The roughly 1000-point decline in the DJIA over the last two days is a sign that the financial community believes President Trump is going to screw up the handling of the reopening of America’s economy. He has cast away people with professional expertise from all parts of the federal bureaucracy, essentially hollowing out the government and leaving it ill-prepared to manage a crisis like the present one. He has weakened Obamacare and taken no alternative step to transition America away from a system dependent on employer-funding. This unique aspect of U.S. healthcare is an historical quirk, created around World War 2 when companies weren’t allowed to raise prices or wages and so managed to compete instead by offering fringe benefits like health care insurance. It served a purpose then but saddled the country with a healthcare program resulting in shorter life expectancy now and far more comparative costs than experienced in most other industrialized economies. These problems have been known for a long time, but the pandemic has revealed a third catastrophic shortcoming of employer-funded healthcare in that such presents an enormous impediment to preserving public health during a pandemic that requires social distancing.
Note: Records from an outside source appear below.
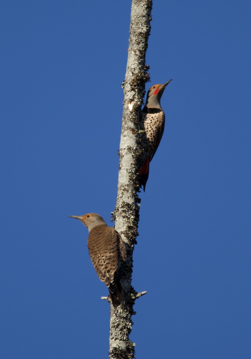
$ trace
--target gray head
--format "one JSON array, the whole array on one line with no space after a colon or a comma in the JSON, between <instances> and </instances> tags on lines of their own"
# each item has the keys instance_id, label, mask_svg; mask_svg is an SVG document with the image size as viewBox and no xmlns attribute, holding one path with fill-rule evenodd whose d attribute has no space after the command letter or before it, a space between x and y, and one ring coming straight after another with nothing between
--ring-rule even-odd
<instances>
[{"instance_id":1,"label":"gray head","mask_svg":"<svg viewBox=\"0 0 251 359\"><path fill-rule=\"evenodd\" d=\"M161 108L160 99L161 96L164 92L164 90L172 79L171 79L169 81L165 82L163 85L157 84L150 87L147 95L146 106L148 107Z\"/></svg>"},{"instance_id":2,"label":"gray head","mask_svg":"<svg viewBox=\"0 0 251 359\"><path fill-rule=\"evenodd\" d=\"M76 218L82 222L88 229L89 232L97 225L106 223L99 214L97 213L87 213L83 216L68 216L72 218Z\"/></svg>"}]
</instances>

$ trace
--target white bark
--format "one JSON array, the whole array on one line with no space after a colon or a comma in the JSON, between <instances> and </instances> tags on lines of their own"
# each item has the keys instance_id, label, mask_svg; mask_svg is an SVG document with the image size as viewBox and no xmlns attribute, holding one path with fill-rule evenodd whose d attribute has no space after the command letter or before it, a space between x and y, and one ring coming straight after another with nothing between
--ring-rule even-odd
<instances>
[{"instance_id":1,"label":"white bark","mask_svg":"<svg viewBox=\"0 0 251 359\"><path fill-rule=\"evenodd\" d=\"M139 188L137 182L139 111L149 80L146 66L146 52L150 34L152 0L133 0L132 5L128 60L124 82L118 197L114 212L115 229L128 246L127 259L120 269L120 282L126 298L124 309L120 306L114 313L111 308L109 359L132 359L135 344L129 339L133 324L131 316L136 299L145 294L138 293L131 286L133 253L138 235L139 219Z\"/></svg>"}]
</instances>

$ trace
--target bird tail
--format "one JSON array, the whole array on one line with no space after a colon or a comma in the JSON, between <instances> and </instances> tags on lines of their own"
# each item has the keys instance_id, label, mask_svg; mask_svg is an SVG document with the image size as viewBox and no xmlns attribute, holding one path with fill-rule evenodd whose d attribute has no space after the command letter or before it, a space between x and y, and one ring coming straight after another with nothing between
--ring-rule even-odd
<instances>
[{"instance_id":1,"label":"bird tail","mask_svg":"<svg viewBox=\"0 0 251 359\"><path fill-rule=\"evenodd\" d=\"M149 176L149 163L150 159L147 157L145 161L144 165L139 171L139 186L143 186L144 192L146 189L146 185L148 180Z\"/></svg>"},{"instance_id":2,"label":"bird tail","mask_svg":"<svg viewBox=\"0 0 251 359\"><path fill-rule=\"evenodd\" d=\"M113 285L111 285L111 284ZM116 283L110 283L110 286L108 288L110 293L110 297L112 300L112 303L114 307L114 310L116 312L117 307L120 304L122 307L126 304L125 295L123 290L120 285L119 281L117 279Z\"/></svg>"}]
</instances>

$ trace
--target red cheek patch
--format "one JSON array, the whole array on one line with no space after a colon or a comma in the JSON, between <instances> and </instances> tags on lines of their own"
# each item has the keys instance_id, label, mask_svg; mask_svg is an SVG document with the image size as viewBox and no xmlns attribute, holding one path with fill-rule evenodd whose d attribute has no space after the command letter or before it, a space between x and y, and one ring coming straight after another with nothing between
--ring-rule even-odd
<instances>
[{"instance_id":1,"label":"red cheek patch","mask_svg":"<svg viewBox=\"0 0 251 359\"><path fill-rule=\"evenodd\" d=\"M157 95L157 94L158 93L158 92L159 92L159 89L157 89L156 90L156 91L155 91L153 93L153 95Z\"/></svg>"}]
</instances>

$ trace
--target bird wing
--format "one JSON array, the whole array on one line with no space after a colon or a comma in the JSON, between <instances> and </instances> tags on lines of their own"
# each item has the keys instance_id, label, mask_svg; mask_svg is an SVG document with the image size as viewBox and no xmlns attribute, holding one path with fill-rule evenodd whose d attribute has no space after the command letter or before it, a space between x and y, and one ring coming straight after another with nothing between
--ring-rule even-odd
<instances>
[{"instance_id":1,"label":"bird wing","mask_svg":"<svg viewBox=\"0 0 251 359\"><path fill-rule=\"evenodd\" d=\"M99 278L109 287L118 267L119 242L118 232L101 225L90 232L87 245L91 260Z\"/></svg>"}]
</instances>

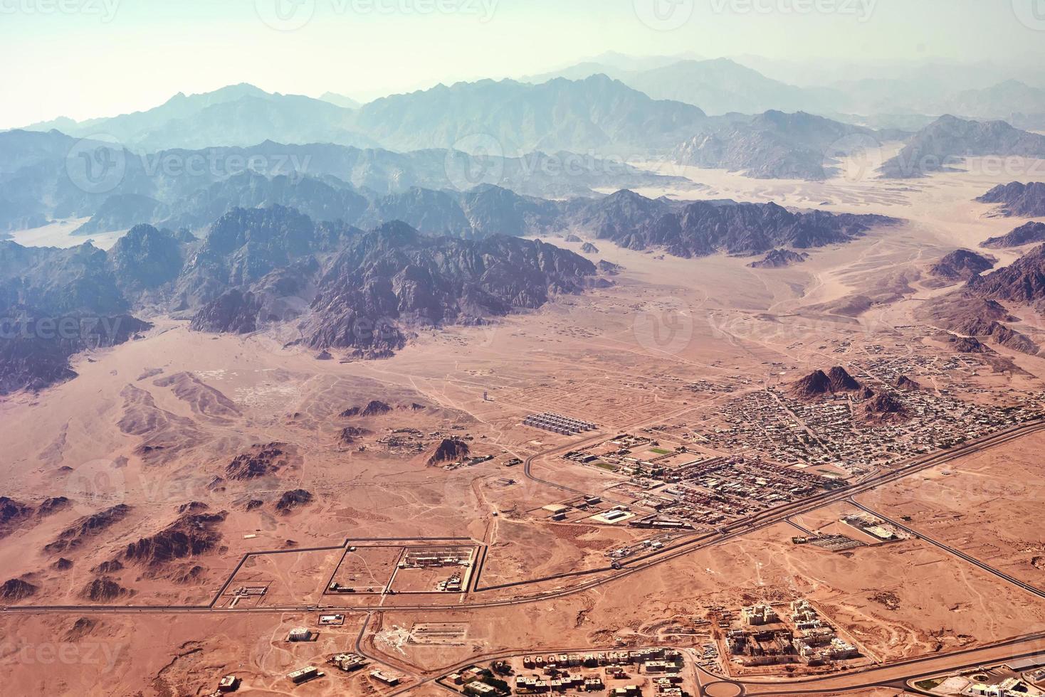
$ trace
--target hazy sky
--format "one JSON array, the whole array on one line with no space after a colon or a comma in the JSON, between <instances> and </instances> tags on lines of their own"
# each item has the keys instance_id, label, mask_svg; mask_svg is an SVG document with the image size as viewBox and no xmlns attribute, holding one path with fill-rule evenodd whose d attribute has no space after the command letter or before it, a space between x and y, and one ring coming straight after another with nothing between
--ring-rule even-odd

On top of the lack of long-term preparation for this emergency and not using critical months to secure PPE gear and a system of targeted infection tracing, America even now is devoting way too much time and energy to finding another entity to blame for its internal inadequacies. Who cares? Suffice it to say, a challenge to open the economy in a way that prevents a second big wave of deaths and illness should command 110% attention.  The global Covid-19 death total to date is still less than 6% of the final number in the Spanish flu epidemic of 1918-19. There’s still time to avert a disaster of much greater degree, but the federal government has got to take the lead.  Quit casting blame, and solve the real mess. Fanning a cold civil war in the United States isn’t the way, and doing that is not going to inspire the confidence of world investors that a dollar-centric international monetary system will be sustained.

There is a misguided tendency to pin America’s political mismanagement on one person or one political party. Fascism took root in the 1930s because voters were entranced by the sirens of racism and nationalism. In a country built on slave ownership and the European genocide of the indigenous peoples in North America, it’s not unreasonable to imagine the same mistakes and ultimate stigma happening in the United States. And if that does in fact occur, the dollar isn’t going to keep its top dog place among the currencies of the world.